Comparing these two passages, I count fifteen differences: (1) The first sentence in the magazine version is “Then I turn left – north – along the beach,” whereas the book version’s first sentence is “Then I turn left along the beach, northward”; (2) the magazine version says “stride easily”; the book version says “stride along”; (3) the magazine version has a comma after “beach”; the book version doesn’t; (4) the magazine version says “comfortable walking”; the book version says “easy walking”; (5) the magazine version has a comma after “porches”; the book version doesn’t; (6) the magazine version says, “At the water’s edge, I pass”; the book version says, “I pass at the water’s edge”; (7) The magazine version has a period after “Nags Head Fishing Pier”; the book version has a dash; (8) the word after “wobbly-kneed” in the magazine version is “yet”; in the book version, it’s “though’; (9) the magazine version has a semi-colon after “angling from it”; the magazine version has a period; (10) “the” before “landward” in the magazine becomes “its” in the book; (11) “it has a bar” in the magazine” becomes “the pier has a bar” in the book; (12) the magazine says “a luncheonette”; the book just says “luncheonette”; (13) the magazine says “a fishing-tackle store”; the book just says “fishing-tackle store”; (14) in the magazine, there’s semi-colon after “driftwood”; in the book, there’s a comma; (15) in the magazine, there’s a semi-colon after “end”; in the book there’s a comma.

These differences – most of them minor syntactical adjustments – show the numerous decisions Bailey faced in structuring his piece. They are typical of the differences that exist between the two texts in almost every paragraph. It’s difficult to say which version is better. Looking at the two versions of the “beach walk” passage, I like that “left – north” in the first sentence of The New Yorker version; it’s a subtle touch, signaling that we’re in the presence of a walker for whom direction is important, so much so that when he says “left,” he immediately wants to be more precise, and so quickly adds “north” in the same breath.
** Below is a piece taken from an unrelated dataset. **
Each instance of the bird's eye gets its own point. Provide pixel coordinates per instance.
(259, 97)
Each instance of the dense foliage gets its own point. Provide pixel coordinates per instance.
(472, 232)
Also, I find The New Yorker version’s “At the water’s edge, I pass a child” smoother than the book’s “I pass at the water’s edge a child.” But I question The New Yorker’s use of semi-colons to separate the driftwood, black egg cases of skate, shells, and plastic fork(s) in the last sentence. The book uses commas to mark the separation, and even though there are two additional commas within “the driftwood, black egg cases of skate, shells, and plastic fork(s),” the sentence still makes sense and flows much better than it does when it’s riddled with semi-colons. I also prefer the book’s use of a dash after “Nags Head Fishing Pier” that immediately ushers in the vivid adjectives “battered-looking, spindly-legged, and wobbly-kneed.” In the magazine piece, the use of a period, instead of a dash, delays the occurrence of these adjectives until after the start of the new sentence.

Both versions are great – full of open-air immediacy, fresh and vibrant as Winslow Homer watercolors. I think the New Yorker changes reflect its Strunkian approach to style, particularly Strunk’s well-known injunction, “Omit needless words!” My favorite sentence in The Outer Banks is the simple, but thrilling, “Saturday morning, and I drive northward up the Banks.” It’s the beginning of an excursion, and I’m happy to be along. But what about that "and”? I don't consider it needless, but I'll bet William Strunk would. I check The New Yorker version. Sure enough, Strunk has struck again; “and” is omitted; "northward" is trimmed to "north." The sentence - “Saturday morning, I drive north up the Banks” - is cleaner, but somehow less buoyant and carefree.